Man könnte auf die Idee kommen, dass viele, die heute mit dem Fasten beginnen, zuvorderst das eigene Wohl im Kopf haben. Sich schlanker, schlauer und fitter machen wollen, um gesellschaftlich zu reüssieren, um sich besser zu fühlen. Und das ist ja mitnichten verwerflich, weil auch dieses vermeintlich egoistische Fasten einem Vieles abverlangt, vor allem Disziplin. Dennoch schadet es nicht, sich selbst hin und wieder aus dem Mittelpunkt herauszurücken, und zu schauen: Was kann ich für andere tun?

Plastik zu fasten klingt zunächst ungewöhnlich. Aber damit könnte man in Zeiten des Überflusses ein interessantes Zeichen setzen. Erst in der vergangenen Woche konnte man lesen, wie sehr die Ozeane von Plastikmüll überfüllt sind, und welche dramatischen Auswirkungen das hat. Auch den Verzicht auf Online-Shopping finde ich spannend. Durch den Konsum im Internet ist alles zu jeder Zeit verfügbar. Heute bestellt, schon am nächsten Tag wird das Farbband für die alte Schreibmaschine von Opa geliefert. Das kann doch nur zulasten unserer Ressourcen gehen, zulasten der Umwelt, zulasten von guten Arbeitsbedingungen.
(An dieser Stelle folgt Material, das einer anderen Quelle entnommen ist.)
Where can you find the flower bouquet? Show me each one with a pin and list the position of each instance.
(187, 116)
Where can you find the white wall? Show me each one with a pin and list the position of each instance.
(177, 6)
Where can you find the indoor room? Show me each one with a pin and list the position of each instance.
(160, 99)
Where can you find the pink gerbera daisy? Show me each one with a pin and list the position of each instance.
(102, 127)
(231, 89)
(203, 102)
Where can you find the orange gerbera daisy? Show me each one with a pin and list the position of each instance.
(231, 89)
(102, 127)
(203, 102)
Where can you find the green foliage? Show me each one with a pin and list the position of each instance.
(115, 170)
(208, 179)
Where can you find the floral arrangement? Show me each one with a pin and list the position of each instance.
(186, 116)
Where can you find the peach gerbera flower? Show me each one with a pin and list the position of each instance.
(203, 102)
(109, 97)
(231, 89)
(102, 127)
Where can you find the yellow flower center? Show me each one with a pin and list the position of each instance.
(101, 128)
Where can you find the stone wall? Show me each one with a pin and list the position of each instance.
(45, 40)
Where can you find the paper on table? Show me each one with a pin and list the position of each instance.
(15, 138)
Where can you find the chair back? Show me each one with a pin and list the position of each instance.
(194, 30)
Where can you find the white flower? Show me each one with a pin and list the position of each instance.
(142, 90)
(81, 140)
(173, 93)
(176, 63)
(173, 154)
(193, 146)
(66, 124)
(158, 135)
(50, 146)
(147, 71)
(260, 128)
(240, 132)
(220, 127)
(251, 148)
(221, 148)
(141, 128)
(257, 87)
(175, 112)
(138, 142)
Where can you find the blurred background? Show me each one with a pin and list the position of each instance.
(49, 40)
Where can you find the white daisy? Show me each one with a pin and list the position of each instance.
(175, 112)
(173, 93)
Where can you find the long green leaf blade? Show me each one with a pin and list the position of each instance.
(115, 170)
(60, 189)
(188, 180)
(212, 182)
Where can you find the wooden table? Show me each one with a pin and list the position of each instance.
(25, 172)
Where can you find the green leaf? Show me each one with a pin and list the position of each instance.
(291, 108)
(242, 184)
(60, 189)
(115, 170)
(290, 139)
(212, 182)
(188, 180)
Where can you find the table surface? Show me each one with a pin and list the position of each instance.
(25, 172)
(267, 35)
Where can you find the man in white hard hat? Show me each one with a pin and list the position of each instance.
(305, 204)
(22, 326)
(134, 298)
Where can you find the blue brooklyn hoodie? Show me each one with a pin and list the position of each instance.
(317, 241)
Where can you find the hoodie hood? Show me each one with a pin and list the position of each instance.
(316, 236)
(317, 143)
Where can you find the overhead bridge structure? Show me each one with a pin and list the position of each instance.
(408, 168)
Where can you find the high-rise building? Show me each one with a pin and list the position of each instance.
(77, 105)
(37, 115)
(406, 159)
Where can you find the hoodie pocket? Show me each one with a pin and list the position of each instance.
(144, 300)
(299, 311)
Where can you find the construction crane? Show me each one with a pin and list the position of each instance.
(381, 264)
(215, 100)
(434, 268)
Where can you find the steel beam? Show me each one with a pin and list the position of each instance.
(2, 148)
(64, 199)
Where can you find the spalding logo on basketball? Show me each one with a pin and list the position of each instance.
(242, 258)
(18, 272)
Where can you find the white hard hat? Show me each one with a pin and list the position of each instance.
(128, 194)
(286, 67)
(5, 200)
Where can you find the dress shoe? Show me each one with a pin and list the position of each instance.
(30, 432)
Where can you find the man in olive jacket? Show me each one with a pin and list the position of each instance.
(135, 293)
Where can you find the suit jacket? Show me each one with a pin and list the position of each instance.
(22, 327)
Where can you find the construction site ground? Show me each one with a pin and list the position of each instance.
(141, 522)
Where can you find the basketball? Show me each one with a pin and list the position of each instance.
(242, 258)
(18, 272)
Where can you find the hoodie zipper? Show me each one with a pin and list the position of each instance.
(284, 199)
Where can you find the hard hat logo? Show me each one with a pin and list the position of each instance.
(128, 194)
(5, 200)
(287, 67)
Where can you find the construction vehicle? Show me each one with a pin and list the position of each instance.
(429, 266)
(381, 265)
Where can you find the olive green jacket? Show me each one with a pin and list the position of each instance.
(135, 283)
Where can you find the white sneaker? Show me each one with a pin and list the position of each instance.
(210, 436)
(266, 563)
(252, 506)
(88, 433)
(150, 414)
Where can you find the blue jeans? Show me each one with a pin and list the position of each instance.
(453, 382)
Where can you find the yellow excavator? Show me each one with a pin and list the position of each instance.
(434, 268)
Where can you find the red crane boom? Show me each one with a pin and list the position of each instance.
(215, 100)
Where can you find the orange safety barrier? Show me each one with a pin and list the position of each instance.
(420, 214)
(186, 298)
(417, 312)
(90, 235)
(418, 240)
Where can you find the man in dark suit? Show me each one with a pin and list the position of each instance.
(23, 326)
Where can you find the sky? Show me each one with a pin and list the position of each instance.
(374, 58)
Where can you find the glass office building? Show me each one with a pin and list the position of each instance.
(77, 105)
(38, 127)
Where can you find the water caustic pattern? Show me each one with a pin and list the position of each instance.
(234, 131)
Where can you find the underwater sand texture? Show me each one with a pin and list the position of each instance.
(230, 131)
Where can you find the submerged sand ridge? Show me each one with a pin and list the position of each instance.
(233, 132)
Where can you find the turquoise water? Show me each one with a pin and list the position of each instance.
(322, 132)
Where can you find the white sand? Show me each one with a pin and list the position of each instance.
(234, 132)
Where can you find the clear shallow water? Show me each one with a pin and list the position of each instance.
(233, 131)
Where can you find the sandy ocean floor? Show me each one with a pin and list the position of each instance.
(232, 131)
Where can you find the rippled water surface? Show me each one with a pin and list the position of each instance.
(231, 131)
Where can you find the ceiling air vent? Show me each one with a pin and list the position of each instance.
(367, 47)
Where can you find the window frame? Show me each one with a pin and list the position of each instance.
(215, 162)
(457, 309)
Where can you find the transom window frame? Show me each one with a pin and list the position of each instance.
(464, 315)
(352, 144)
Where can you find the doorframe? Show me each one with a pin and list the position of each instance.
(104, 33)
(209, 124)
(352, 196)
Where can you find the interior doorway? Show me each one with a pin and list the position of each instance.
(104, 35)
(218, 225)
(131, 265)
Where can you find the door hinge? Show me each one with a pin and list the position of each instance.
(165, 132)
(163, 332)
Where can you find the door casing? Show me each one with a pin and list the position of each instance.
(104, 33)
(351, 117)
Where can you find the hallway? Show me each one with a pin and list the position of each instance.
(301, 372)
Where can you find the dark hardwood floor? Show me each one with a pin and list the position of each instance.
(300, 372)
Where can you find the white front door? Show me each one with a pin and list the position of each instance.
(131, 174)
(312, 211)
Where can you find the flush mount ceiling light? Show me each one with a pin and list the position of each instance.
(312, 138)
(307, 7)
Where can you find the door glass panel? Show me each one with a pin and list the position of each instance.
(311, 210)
Nun ist heute Aschermittwoch, und die Frage, auf was ich verzichten will, kann ich nicht mehr weiter herauszögern. Vielleicht doch Kuchen? Aber ich muss realistisch bleiben, es soll ja gelingen können. Nach zähen Beratungen mit mir selbst und anderen, habe ich mir vorgenommen, ab 18 Uhr keine Kohlehydrate mehr zu essen. Das ist erstens sehr egoistisch, weil damit niemandem außer mir geholfen ist. Das ist zweitens nicht besonders einfallsreich, weil "Low carb", also wenig Kohlenhydrate, im Trend liegt. Die Deutschen hungern sich glücklich, ich hungere 40 Tage mit.

Was bleibt, ist die Frage nach dem Warum. Wozu tue ich mir das an? Schaffe ich es nicht, mich anlasslos zu disziplinieren, mich zu mäßigen? Die ernüchternde Antwort ist wohl: Ja, genauso ist es. Bereits zum Jahreswechsel hatte ich mir vorgenommen, zumindest wieder mehr Sport zu machen. Ohne Erfolg. Meine Arbeitszeiten lassen leider bestimmte sportliche Dinge nicht zu, also muss ich mich anpassen. Und um dieses Anpassen habe ich mich bisher, immerhin das wiederum, erfolgreich gedrückt.

Ich nehme den heutigen Aschermittwoch also als willkommenen Anlass, mich selbst zu disziplinieren. Das mag nicht besonders christlich wirken, aber vielleicht schafft es ja mein eigener Verzicht, mich für den Alltag insgesamt und für den Blick für andere zu öffnen. Das Problem ist ja nur, dass es keine Sanktionen gibt, wenn ich das Fasten doch brechen sollte. Möglicherweise mäßigt mich der Glaube.